Four OHIO Physics & Astronomy professors and Nanoscale and Quantum Phenomena Institute members – Castillo, Dr. Nancy Sandler, Dr. Eric Stinaff and Distinguished Professor Dr. Alexander Govorov – attended the March Meeting in Los Angeles, together with Ohio University students last month. In total, eight NQPI members authored 24 abstracts presented as contributed talks.

“(This meeting), for me is very efficient in a way because in one trip you meet a lot of people and see a lot of things,” Castillo said, noting that he has attended the meeting almost every year throughout his career.

The March Meeting is known not only for its large crowd size (more than 11,000 people attended this year), but for being the “birthplace” for the announcement of many important scientific discoveries, Sandler said. In 1987, during a meeting that would later be remembered as the “Woodstock of Physics,” a series of recent breakthroughs regarding high-temperature superconductivity were presented in a session that lasted through the night.

This year, another major discovery was announced at the meeting: Scientists reported that by stacking a pair of graphene sheets on top of one another, they could create ultra-thin materials with superconductive properties. Sandler noted that this talk took place in a room that was overflowing with attendees, and the organizers set up a special screen to stream the talk across the larger venue.

Massachusetts Institute of Technology professor Pablo Jarillo-Herrero announces the discovery of superconductivity in bilayer graphene. His highly anticipated talk was live-streamed to attendees in the Los Angeles Convention Center to accommodate overflow in the session.

 

“This particular conference is special,” Sandler said. “People announce big discoveries here.”

The March meeting is known for more than major discoveries and abundant networking opportunities. This conference also holds events of social relevance, Sandler said. These include professional readings of plays related to science; this year, the meeting hosted a reading of Silent Sky, a play featuring women who were used as “computers” in Harvard Astronomy labs in the 1950s.

In addition, the conference hosts manufacturer exhibitions, editorials, prestigious award ceremonies, workshops, and social events for attendees.
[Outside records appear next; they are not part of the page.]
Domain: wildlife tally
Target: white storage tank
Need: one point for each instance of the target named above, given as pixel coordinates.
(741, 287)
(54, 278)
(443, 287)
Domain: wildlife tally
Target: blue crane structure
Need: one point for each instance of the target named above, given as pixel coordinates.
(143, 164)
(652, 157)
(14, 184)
OHIO students and alumni convene during the conference. Back row: (left to right): Natalia Cortes (USM), Oscar Avalos Ovando (OHIO), Dawei Zhai (OHIO). Front row: (left to right): Juan P. Ramos (USM), Ruhi Thorat (OHIO), Tomas Rojas Solorzano (OHIO)

 

For students and early career scientists, the massive size and unique nature of this conference present unique opportunities for networking and career development. Oscar Avalos Ovando, a Ph.D. student of OHIO Physics & Astronomy professor Dr. Sergio Ulloa, said conferences offer an opportunity to build professional connections with potential collaborators. Because the March Meeting garners a particularly large attendance, he had the option to meet with experts in almost any field.

“We’re always looking for potential collaborators at meetings,” Avalos Ovando said. “I’ll go through the program to look for interesting experimentalists, and I will always try to talk to speaker afterwards. You never know what will happen.”

Avalos Ovando said he is grateful to the leaders of his research group (Ulloa and Sandler), as well as NQPI and the Condensed Matter and Surface Sciences program for supporting student travel to conferences.